El lago Atitlan is a GIGANTIC crator lake that colapsed and filled with water, then sprouted 3 more volcanos around it. It is one of the most beautiful places I have ever seen. It was really interesting to compare the level of development of Guatemala with Nicaragua. I found that they seem to have had a lot of economic stimulation and growth since the last time I was there. Their standard of living is definately a few steps above that of Nicaragua. Their cultivation methods seemed very much more orginized and fruitful and thier diet is DEFINATELY mejor. They were eating a nice variety of vegetables and squashes. Here they almost never eat vegetables. Anyhow, besides all that, their culture had not been obliterated by decades of war.. not that they have not had wars.. they have had serious problems but it didnt rob people of their cultural identities entirely and today the different tribes still dress in their traditional outfits.

We stayed in the ex-pat hippi filled town of San Marcos, where they do all kinds of massages and yogas and have cute little restaurants.

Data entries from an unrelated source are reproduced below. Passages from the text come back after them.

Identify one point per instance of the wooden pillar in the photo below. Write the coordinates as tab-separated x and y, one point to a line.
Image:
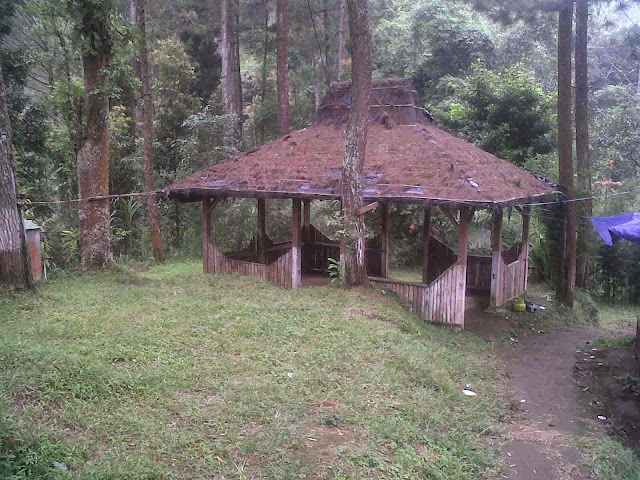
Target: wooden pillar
526	220
466	216
306	233
261	237
496	263
426	238
307	213
206	234
296	244
385	243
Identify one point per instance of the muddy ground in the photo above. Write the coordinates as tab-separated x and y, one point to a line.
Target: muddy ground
563	389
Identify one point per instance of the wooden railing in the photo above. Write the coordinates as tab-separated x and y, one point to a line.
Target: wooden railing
278	272
442	301
512	276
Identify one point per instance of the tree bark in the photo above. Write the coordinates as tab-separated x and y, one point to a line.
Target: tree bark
356	142
282	60
342	40
14	262
146	93
231	80
565	153
93	157
583	163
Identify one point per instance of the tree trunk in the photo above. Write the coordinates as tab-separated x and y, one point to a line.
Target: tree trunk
342	40
282	60
356	142
146	93
565	153
14	261
582	138
93	157
231	81
265	53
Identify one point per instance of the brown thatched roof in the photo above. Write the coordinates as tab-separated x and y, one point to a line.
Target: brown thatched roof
408	159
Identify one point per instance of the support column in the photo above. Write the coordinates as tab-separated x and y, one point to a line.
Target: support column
496	261
206	234
426	238
385	243
307	213
261	237
296	245
466	216
526	221
306	235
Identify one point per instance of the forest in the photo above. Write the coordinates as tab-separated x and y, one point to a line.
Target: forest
486	70
437	336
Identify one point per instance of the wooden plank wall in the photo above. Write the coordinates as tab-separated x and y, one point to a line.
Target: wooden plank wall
512	276
442	301
278	272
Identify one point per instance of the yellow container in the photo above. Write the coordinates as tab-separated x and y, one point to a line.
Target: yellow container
519	305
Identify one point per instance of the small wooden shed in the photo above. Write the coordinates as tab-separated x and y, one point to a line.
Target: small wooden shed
408	161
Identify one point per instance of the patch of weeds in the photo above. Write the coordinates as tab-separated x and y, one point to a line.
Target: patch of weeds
605	457
25	454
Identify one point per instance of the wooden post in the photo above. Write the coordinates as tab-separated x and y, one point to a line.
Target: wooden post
496	248
306	232
307	213
296	241
206	234
466	216
426	238
526	220
261	237
385	243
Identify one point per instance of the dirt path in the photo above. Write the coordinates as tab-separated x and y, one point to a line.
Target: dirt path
540	437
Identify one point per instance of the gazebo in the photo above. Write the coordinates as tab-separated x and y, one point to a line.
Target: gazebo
408	161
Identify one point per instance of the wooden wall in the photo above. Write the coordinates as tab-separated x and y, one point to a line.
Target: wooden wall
442	301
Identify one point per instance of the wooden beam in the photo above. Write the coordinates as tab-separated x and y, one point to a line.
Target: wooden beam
496	253
261	237
426	238
449	215
207	206
385	237
296	243
368	208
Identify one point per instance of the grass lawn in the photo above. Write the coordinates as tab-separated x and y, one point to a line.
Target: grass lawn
169	373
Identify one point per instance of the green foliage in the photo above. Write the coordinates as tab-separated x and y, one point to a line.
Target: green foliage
506	113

The streets are just little stone paved sidewalks. For me it was a dream. I loved it there. Besides all the hippies, we could probably live there and be happy forever.Next we were off to civilized Antigua.. the gringo mecca of Guatemala. For kory and I, it was a treat to be in a place with nicely designed stores and restaurants and good smells. You dont realize how precious this is. And its usually only a benefit to those who have money. When you live without it, you realize what a precious commodity good smells and purposeful design is. We were encantados.The last day we had, becky wanted to go climb a volcano. STUPID I say, but I was outvoted, so we went. Kory in his flipflops, me in my crocs and becky in her sandles (not a wise choice, but it really wasnt a choice.. its all we had) We suffered through razor sharp rocks filling our shoes and having to go on. At one point I took off my shoes because they kept filling with rocks and it hurt. Kory borrowed a machete and cut off the bottom of his pants to tie on his flipflops. Quess how long that lasted. ... Ya. About 3 minutes. The horrible climb was well worth it when we got to the top. We were able to go right up to the molten lava.. as close as not burning our hair and shoes would allow. But close enough (1 meter) so that kory could poke his walking stick into the lava and roast marshmellows in 2 seconds. mmmmm. It was something they would never let you do int he civilized world. They would block off the mountain.. and probably for good reason, but it was a pivital moment in the vacation for us. We werent expecting anything so cool and were very much excited to add this to our list of things we have done before we die. Good thing we didnt die there.